Figure 6. Stacked CMOS image sensor using CoW bonding process.
Figure 7 shows performance trends for large optical-format image sensors, with 50 megapixels and 250 fps for full-35-mm-format image sensors in 2021. To increase the number of parallel ADCs and incrementally increase the static random access memory (SRAM) frame buffer, the WoW process is used to achieve high performance. On the other hand, the CoW process is used to balance cost efficiency with the performance of large optical-format sensors. Also introduced in 2021 is a 3.6-inch image sensor with 127 million pixels and four logic chips stacked using a CoW process. The next challenge for the CoW process is to increase the throughput of chip placement on the wafer to increase productivity.
Figure 7. Performance trends for large optical format image sensors.
III. Pixel Parallel Architecture
In the previous section, the sensor architecture using stacked devices was mainly used to increase the frame rate of the column-parallel ADC based architecture. This section presents some advances based on pixel-parallel architectures using fine-pitch Cu–Cu connections. Here, the connections between the sensor and logic layers have been changed from TSVs to hybrid-bonded Cu-Cu connections, as shown in Figure 8(a). In a TSV configuration, the signal lines are routed to the logic layer on the periphery of the pixel array.
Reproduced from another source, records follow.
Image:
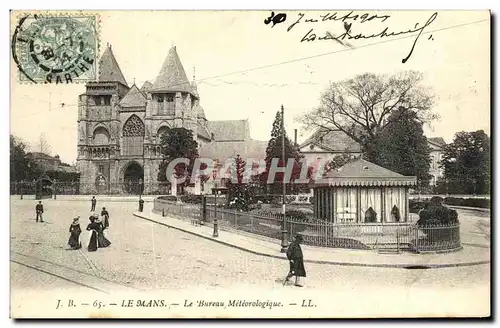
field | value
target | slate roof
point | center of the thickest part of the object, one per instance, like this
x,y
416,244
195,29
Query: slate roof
x,y
203,132
360,172
254,149
146,86
333,141
134,98
172,77
200,112
109,70
438,141
231,130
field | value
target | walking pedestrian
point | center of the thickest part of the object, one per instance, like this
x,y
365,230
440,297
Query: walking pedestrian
x,y
93,203
296,258
74,237
105,216
39,211
102,242
92,228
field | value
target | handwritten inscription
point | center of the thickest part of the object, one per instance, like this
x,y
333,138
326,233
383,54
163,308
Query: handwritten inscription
x,y
351,27
275,19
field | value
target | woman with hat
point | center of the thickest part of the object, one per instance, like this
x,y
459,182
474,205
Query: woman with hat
x,y
101,239
296,258
74,237
92,228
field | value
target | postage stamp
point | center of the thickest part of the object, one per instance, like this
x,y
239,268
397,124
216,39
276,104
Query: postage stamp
x,y
56,49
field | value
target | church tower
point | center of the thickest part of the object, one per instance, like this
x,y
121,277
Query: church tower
x,y
171,96
99,126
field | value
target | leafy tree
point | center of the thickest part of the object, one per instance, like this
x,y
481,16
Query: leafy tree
x,y
402,147
178,143
361,106
274,150
466,163
22,166
240,192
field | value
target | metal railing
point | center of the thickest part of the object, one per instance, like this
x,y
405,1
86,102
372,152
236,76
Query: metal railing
x,y
405,236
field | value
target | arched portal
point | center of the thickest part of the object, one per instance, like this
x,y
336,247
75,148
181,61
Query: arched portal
x,y
133,178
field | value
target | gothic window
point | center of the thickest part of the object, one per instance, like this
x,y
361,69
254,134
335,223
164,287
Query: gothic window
x,y
133,136
370,215
160,132
101,136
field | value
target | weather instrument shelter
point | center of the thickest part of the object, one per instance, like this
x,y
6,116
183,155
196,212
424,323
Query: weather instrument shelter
x,y
362,192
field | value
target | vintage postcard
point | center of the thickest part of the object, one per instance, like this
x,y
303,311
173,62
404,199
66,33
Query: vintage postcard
x,y
250,164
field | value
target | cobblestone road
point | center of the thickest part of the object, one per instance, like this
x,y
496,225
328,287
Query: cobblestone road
x,y
148,256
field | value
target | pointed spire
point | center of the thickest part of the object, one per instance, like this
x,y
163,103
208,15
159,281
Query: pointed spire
x,y
109,70
172,77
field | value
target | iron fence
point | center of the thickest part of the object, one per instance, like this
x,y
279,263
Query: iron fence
x,y
405,236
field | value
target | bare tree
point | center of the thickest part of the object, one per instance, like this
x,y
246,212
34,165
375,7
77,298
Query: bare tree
x,y
360,106
43,149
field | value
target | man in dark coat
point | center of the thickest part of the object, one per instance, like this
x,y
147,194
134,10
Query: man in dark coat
x,y
39,211
93,202
296,258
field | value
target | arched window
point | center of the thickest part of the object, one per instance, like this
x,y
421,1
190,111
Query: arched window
x,y
395,214
101,136
160,132
133,136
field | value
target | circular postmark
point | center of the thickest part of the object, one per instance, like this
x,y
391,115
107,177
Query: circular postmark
x,y
55,49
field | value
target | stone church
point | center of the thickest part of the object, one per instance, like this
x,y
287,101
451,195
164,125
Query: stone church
x,y
119,127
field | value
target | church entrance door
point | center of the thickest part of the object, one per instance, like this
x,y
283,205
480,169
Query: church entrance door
x,y
133,179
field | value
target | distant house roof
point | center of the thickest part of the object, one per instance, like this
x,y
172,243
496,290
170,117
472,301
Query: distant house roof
x,y
437,141
249,149
231,130
134,98
172,77
40,155
360,172
109,70
333,141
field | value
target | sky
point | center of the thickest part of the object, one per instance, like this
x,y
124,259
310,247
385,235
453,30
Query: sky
x,y
246,69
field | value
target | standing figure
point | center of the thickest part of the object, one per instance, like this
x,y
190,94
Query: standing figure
x,y
294,255
92,228
93,202
101,239
39,211
105,215
74,237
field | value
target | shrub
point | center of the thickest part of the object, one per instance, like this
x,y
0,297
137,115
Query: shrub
x,y
468,202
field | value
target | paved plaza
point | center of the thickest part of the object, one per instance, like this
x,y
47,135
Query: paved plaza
x,y
147,256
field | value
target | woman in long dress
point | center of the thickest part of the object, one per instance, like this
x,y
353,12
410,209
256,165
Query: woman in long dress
x,y
92,228
296,258
74,237
101,239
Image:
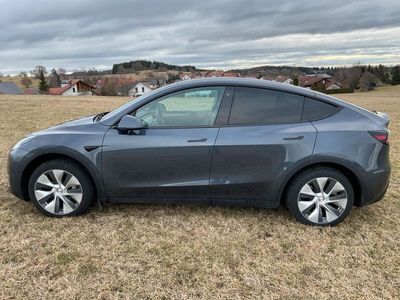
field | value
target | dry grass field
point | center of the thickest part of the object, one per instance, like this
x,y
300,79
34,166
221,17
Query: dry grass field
x,y
179,252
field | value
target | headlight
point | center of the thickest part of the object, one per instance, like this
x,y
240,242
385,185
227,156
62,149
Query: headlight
x,y
23,141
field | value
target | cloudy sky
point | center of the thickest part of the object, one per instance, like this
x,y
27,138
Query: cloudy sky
x,y
209,33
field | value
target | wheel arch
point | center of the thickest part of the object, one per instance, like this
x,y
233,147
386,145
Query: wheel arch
x,y
338,164
43,157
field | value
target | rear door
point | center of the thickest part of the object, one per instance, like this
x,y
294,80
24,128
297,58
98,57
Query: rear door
x,y
264,137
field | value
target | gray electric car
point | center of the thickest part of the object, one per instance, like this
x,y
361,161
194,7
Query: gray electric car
x,y
216,141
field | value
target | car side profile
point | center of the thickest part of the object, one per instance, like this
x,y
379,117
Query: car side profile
x,y
219,141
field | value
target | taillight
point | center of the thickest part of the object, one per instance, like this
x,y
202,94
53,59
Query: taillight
x,y
382,136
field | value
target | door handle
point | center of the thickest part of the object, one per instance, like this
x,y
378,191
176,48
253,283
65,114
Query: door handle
x,y
300,137
197,141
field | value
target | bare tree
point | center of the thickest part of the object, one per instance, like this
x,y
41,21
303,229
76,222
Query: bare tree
x,y
62,73
25,80
39,71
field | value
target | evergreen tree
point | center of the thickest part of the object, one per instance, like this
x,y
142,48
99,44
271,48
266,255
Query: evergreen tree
x,y
395,75
43,86
54,80
26,81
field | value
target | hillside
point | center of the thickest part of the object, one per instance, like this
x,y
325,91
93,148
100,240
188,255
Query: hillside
x,y
17,81
141,65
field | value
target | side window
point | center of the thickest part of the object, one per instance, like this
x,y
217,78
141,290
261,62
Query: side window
x,y
314,109
252,106
192,107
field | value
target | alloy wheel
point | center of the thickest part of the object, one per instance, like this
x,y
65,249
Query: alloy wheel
x,y
322,200
58,192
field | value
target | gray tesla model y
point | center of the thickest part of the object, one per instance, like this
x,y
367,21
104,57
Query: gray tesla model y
x,y
216,141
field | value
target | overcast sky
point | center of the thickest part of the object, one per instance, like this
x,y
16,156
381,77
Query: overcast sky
x,y
209,34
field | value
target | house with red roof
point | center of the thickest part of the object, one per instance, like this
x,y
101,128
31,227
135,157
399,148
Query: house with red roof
x,y
75,87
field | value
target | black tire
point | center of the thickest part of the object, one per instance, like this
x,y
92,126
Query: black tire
x,y
295,186
73,168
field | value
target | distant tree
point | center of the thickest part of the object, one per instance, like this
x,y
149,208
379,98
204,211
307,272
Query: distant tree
x,y
54,79
395,75
61,72
25,80
108,88
43,86
38,70
367,81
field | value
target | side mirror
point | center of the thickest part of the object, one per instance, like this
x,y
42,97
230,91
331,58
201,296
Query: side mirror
x,y
129,122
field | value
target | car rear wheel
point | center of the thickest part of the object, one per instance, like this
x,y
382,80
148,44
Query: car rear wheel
x,y
320,196
61,188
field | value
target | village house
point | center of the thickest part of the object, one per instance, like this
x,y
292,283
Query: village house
x,y
280,78
319,81
75,87
184,77
9,88
138,89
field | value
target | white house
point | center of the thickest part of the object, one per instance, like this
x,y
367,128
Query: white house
x,y
138,89
72,88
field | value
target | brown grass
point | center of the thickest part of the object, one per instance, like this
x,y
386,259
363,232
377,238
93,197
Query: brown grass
x,y
168,251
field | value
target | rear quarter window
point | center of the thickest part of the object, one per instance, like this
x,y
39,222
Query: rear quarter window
x,y
256,106
315,109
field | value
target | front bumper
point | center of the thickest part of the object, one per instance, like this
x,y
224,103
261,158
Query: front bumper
x,y
16,164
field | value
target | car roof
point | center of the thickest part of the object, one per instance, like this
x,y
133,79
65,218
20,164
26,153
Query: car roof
x,y
245,82
238,82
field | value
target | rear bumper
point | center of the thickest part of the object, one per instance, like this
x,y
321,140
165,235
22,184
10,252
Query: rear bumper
x,y
373,186
15,165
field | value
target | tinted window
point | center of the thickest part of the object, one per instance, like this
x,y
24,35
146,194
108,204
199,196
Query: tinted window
x,y
260,106
314,109
192,107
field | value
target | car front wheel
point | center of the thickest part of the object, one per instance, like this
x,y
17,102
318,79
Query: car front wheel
x,y
61,188
320,196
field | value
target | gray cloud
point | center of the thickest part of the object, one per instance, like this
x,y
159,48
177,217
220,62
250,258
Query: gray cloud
x,y
220,33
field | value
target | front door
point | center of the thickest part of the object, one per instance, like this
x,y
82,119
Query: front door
x,y
171,159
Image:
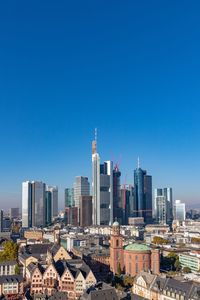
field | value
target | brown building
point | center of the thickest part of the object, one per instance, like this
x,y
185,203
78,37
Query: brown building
x,y
85,211
132,258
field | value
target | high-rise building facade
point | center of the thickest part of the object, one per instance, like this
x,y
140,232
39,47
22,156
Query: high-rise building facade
x,y
81,188
106,193
54,198
33,204
14,213
69,197
161,210
26,204
117,203
48,208
143,194
179,210
85,211
167,193
95,185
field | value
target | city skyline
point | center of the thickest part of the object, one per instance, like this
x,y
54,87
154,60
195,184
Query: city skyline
x,y
129,69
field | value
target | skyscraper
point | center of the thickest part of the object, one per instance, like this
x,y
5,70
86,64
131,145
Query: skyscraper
x,y
161,210
85,211
26,204
69,197
81,188
14,213
95,183
117,203
167,193
1,220
143,194
48,208
179,210
54,198
106,193
33,204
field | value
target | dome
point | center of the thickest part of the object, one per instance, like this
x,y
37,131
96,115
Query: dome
x,y
137,247
116,224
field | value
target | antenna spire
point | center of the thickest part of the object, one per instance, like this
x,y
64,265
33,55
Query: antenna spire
x,y
138,162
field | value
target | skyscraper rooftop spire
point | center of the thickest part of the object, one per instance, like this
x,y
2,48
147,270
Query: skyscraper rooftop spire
x,y
138,162
94,142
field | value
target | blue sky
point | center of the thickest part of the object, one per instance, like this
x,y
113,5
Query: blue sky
x,y
129,68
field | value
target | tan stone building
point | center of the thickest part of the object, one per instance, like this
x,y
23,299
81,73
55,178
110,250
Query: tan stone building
x,y
132,258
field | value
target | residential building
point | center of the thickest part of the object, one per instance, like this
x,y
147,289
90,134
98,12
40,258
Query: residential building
x,y
7,267
149,286
11,286
133,258
85,211
100,291
69,197
179,210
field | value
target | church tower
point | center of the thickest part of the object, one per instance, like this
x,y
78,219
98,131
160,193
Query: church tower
x,y
116,249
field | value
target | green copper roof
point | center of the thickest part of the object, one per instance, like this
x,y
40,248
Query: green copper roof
x,y
137,247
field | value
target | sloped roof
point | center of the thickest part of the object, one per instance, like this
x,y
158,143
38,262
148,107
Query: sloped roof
x,y
137,247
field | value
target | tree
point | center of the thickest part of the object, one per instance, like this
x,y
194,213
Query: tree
x,y
195,240
17,270
177,265
128,281
186,270
10,251
159,240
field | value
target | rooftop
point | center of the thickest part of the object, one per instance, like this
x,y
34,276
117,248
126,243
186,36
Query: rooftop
x,y
137,247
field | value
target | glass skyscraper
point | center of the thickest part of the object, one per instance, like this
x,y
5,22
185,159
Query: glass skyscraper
x,y
69,197
33,204
143,194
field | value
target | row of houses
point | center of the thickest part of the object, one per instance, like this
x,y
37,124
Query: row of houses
x,y
154,287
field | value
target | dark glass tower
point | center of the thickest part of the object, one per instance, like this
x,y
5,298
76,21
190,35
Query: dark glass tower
x,y
143,194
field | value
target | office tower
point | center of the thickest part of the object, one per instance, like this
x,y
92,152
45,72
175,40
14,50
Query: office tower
x,y
161,210
71,216
14,213
81,188
48,207
85,211
95,183
148,198
167,193
143,194
54,198
1,220
179,210
69,197
106,193
33,204
26,204
38,203
117,203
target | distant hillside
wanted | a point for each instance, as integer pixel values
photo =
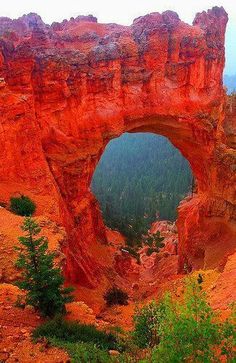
(230, 83)
(139, 177)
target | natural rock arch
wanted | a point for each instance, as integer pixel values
(69, 88)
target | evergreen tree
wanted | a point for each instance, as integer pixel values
(42, 281)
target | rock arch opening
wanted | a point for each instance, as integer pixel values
(140, 178)
(68, 89)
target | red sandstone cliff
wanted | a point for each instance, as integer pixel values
(69, 88)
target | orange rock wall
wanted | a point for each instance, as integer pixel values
(67, 89)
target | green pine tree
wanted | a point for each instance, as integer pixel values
(42, 281)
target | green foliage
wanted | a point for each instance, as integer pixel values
(23, 206)
(42, 281)
(139, 177)
(116, 296)
(146, 324)
(187, 331)
(74, 332)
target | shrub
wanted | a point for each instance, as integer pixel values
(146, 324)
(116, 296)
(42, 281)
(189, 331)
(74, 332)
(23, 206)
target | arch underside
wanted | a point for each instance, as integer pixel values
(67, 89)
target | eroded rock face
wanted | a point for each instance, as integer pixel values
(67, 89)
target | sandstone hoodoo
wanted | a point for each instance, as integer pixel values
(67, 89)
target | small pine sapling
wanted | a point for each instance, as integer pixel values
(42, 281)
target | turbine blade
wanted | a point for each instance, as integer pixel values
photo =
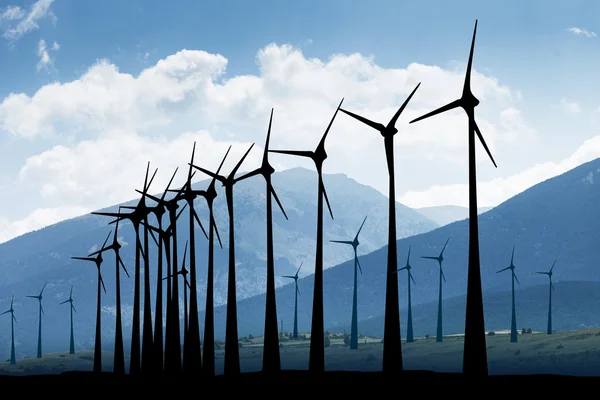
(299, 153)
(341, 241)
(169, 185)
(197, 218)
(123, 266)
(447, 107)
(326, 199)
(277, 200)
(239, 164)
(359, 229)
(214, 224)
(322, 141)
(394, 119)
(478, 132)
(249, 174)
(372, 124)
(467, 85)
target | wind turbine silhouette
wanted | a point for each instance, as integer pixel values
(271, 356)
(232, 352)
(209, 195)
(409, 328)
(39, 297)
(98, 340)
(119, 355)
(392, 347)
(551, 289)
(354, 329)
(12, 331)
(71, 309)
(475, 352)
(513, 324)
(439, 259)
(316, 361)
(136, 217)
(297, 292)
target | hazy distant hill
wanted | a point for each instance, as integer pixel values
(575, 305)
(555, 218)
(445, 215)
(45, 255)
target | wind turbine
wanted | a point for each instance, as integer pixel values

In contrast, Cu-Cu connections can be integrated directly under the pixel, and these connections allow to increase the number of connections. The latest trends regarding the Cu-Cu connection spacing are shown in Fig. 8(b). The hybrid bonding process of image sensors requires millions of Cu-Cu connections without connection defects, while the contact spacing gradually decreases with the stable connection of a large number of contacts; moreover, 1-µm Cu-Cu has recently been reported Hybrid bond spacing. These fine-pitch connections will enable pixel-parallel circuit architectures to be fabricated at practical pixel dimensions.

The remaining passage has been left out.